The choice of therapy for DVT of the lower extremity during pregnancy has been widely debated. Warfarin passes through the placenta to the fetus and may cause fetal complications and/or death. Heparin, in contrast, does not cross the placenta, but its long-term use may be impractical and may increase the risk of bleeding, osteoporosis, and neurological complications.

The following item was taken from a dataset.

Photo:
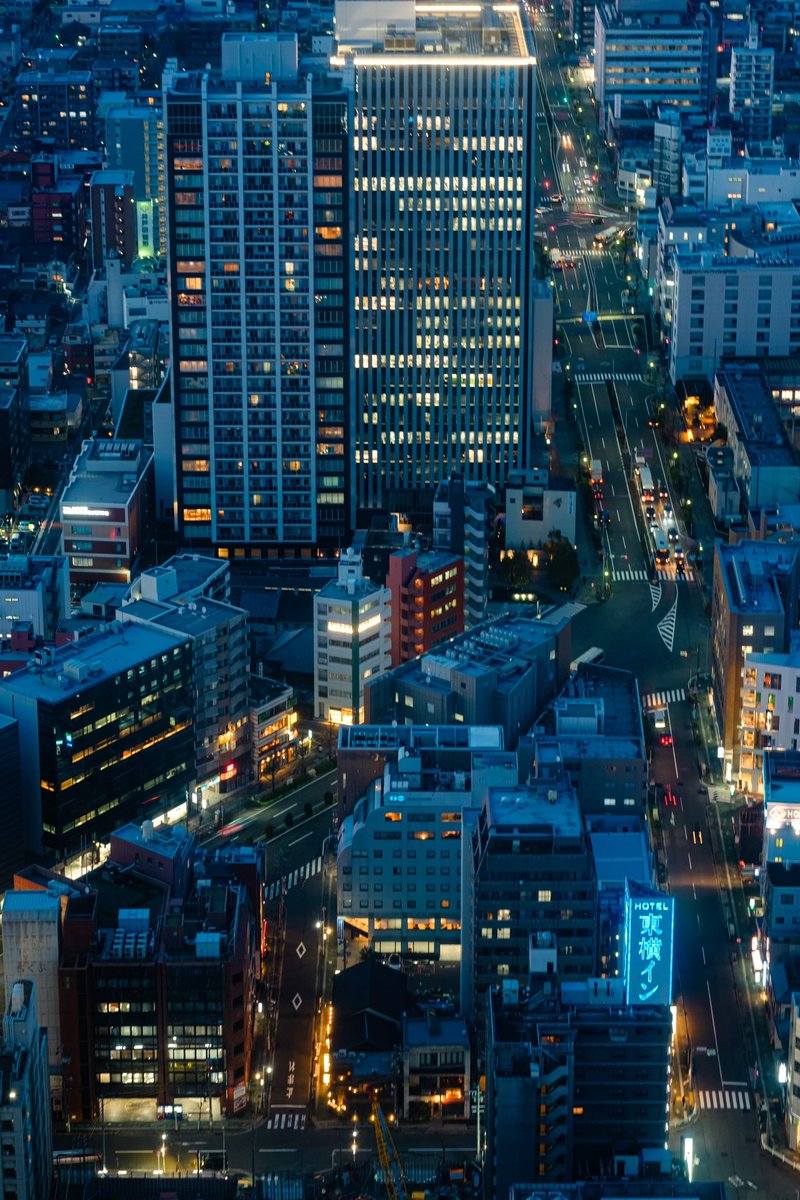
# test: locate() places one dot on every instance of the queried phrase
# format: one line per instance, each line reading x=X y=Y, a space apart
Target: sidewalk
x=565 y=460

AbuRahma et al.29 analyzed 18 pregnant patients who had Greenfield filters inserted for DVT of the lower extremity and/or PE. The DVT diagnosis was made using duplex imaging. Conventional full-dose intravenous heparin was initiated until the filter was inserted, followed by subcutaneous heparin until labor, and continued for six weeks post-partum in 13 patients who were breast-feeding. Warfarin was given postpartum in the other five patients. The mean age of these pregnant patients was 25 years. The indications for Greenfield insertion included three patients with PE while on anticoagulation, two with significant bleeding secondary to anticoagulation, four for free-floating iliofemoral DVT, two for heparin-induced thrombocytopenia, and seven with iliofemoropopliteal DVT occurring one to three weeks prior to labor, for prophylactic reasons. Fourteen of 18 cases were diagnosed in the third trimester. Filters were inserted via the right internal jugular vein by cutdown in the first four patients (stainless steel filters) and percutaneously in 14 patients. The mean fluoroscopy time during filter insertion was less than two minutes. There was no fetal or maternal morbidity or mortality. In long-term follow-up (mean: 78 months), no PE- or filter-related complications were encountered.
They concluded that Greenfield filter insertion in pregnant patients with DVT of the lower extremity is safe and effective, and its prophylactic use in pregnant patients who develop extensive iliofemoral DVT close to labor may be justified.